Plaintiff wanted to sue his opponent’s attorneys. While the ability to sue your opponent’s attorney is very restricted, [see: lack of privity}, in certain circumstances it is possible. This case:
Blum v Perlstein
2008 NY Slip Op 00439
Decided on January 22, 2008
Appellate Division, Second Department
appears to stand for the proposition that plaintiff had no legal malpractice case against the defendants, who were not his attorneys. Supreme Court dismissed that aspect of the case, and the Appellate Division agreed. However, the AD went on to dismiss the non-legal malpractice portions, which included breach of fiduciary duty, on the basis that a release of the original defendant in the case, and his "agents" included a release of the attorneys.
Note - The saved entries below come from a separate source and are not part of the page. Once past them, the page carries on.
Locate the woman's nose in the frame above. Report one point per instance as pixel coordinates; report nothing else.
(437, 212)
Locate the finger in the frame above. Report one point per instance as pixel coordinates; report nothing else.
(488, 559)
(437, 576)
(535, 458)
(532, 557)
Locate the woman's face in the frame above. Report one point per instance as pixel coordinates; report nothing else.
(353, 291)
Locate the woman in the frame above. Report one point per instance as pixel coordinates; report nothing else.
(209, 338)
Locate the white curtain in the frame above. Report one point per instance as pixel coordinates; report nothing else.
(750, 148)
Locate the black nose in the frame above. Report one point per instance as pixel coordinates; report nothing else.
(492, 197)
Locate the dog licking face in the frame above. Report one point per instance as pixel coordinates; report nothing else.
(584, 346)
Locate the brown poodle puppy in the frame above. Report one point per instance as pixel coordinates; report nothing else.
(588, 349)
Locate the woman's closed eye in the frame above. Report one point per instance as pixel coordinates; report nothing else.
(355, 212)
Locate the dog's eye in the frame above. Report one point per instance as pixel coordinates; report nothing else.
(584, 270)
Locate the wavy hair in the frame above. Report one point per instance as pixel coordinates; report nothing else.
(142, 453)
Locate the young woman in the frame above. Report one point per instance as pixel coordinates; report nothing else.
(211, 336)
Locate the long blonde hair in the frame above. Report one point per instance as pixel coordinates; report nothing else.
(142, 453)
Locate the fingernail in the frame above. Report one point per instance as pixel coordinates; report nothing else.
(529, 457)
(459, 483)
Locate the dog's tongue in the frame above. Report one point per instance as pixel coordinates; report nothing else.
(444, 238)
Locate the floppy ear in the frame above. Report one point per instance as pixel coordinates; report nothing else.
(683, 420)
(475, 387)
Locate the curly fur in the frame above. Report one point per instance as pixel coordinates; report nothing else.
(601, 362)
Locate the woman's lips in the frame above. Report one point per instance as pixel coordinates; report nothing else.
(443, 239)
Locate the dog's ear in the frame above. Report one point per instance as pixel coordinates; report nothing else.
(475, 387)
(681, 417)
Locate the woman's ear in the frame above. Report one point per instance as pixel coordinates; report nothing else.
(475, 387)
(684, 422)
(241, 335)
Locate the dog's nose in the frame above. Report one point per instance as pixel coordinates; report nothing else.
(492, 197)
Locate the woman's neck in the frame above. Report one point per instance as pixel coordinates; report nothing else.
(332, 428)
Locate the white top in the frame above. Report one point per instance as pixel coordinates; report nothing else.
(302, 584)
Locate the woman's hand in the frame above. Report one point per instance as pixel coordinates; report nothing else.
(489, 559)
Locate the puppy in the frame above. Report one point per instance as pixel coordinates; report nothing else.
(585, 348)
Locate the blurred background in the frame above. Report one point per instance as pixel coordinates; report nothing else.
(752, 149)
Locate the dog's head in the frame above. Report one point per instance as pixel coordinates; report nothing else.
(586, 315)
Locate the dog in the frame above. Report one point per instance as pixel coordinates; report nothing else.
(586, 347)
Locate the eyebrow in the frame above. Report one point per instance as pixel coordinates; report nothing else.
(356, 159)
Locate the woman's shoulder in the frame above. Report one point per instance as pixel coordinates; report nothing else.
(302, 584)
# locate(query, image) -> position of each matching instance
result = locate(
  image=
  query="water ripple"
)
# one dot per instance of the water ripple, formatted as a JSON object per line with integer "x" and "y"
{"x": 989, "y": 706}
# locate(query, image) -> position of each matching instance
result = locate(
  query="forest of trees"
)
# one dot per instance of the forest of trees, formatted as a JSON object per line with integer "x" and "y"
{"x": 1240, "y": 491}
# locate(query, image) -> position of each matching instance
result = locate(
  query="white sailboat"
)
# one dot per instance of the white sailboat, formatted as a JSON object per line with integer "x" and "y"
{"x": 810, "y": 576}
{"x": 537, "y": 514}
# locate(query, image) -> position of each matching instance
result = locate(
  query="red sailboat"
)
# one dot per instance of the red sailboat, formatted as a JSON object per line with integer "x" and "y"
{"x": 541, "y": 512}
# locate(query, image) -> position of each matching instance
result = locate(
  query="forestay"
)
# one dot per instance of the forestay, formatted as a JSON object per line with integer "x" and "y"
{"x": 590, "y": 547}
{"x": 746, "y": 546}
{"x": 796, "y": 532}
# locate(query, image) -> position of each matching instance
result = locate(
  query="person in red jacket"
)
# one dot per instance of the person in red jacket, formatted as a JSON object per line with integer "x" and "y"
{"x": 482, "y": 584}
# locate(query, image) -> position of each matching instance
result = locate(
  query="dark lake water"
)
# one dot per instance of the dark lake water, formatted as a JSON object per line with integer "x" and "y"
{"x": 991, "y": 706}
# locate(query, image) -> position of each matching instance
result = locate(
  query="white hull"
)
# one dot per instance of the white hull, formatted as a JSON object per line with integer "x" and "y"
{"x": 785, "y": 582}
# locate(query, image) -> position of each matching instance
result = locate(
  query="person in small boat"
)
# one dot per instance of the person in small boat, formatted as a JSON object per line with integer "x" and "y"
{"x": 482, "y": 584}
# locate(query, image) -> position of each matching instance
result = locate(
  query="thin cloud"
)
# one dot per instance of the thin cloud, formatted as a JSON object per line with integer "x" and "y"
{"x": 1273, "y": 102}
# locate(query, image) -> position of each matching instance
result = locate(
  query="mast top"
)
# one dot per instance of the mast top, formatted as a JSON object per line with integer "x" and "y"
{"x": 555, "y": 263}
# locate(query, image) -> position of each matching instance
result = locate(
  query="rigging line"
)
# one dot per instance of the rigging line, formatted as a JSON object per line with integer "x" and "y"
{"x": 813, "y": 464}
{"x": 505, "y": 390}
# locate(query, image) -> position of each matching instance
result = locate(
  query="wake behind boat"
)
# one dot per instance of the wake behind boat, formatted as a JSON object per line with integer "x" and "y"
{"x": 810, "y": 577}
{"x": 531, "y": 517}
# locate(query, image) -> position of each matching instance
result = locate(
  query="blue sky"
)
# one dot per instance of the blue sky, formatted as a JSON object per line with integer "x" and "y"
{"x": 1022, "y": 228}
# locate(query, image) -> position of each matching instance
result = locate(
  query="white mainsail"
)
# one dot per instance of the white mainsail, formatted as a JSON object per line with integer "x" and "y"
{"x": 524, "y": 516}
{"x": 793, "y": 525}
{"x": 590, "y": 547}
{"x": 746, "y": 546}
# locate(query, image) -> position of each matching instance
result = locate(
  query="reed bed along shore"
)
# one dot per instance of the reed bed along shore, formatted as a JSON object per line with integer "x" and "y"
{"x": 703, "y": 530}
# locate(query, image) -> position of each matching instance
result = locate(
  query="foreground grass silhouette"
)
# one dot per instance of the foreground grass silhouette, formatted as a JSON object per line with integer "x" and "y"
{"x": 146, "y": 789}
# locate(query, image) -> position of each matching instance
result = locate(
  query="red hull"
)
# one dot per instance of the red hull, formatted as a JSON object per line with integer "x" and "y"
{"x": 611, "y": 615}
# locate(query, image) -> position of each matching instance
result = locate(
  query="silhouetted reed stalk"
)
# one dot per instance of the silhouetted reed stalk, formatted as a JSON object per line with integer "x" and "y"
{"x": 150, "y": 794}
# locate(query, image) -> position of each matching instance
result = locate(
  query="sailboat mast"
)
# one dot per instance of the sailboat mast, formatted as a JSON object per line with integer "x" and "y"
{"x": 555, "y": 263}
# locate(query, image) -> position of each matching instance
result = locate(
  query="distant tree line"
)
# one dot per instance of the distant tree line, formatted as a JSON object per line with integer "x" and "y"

"the defendants demonstrated that the allegedly improper conduct that they engaged in, which predated a general release that the plaintiff executed before he commenced the instant action, came within the ambit of that release. The defendants also demonstrated that the release applied to them, as they represented the releasee, and the plaintiff discharged the releasee and its "agents" from liability (see Berkowitz v Fischbein, Badillo, Wagner & Harding, 7 AD3d 385, 387; Argyle Capital Mgt. Corp. v Lowenthal, Landau, Fischer & Brings, P.C., 261 AD2d 282)."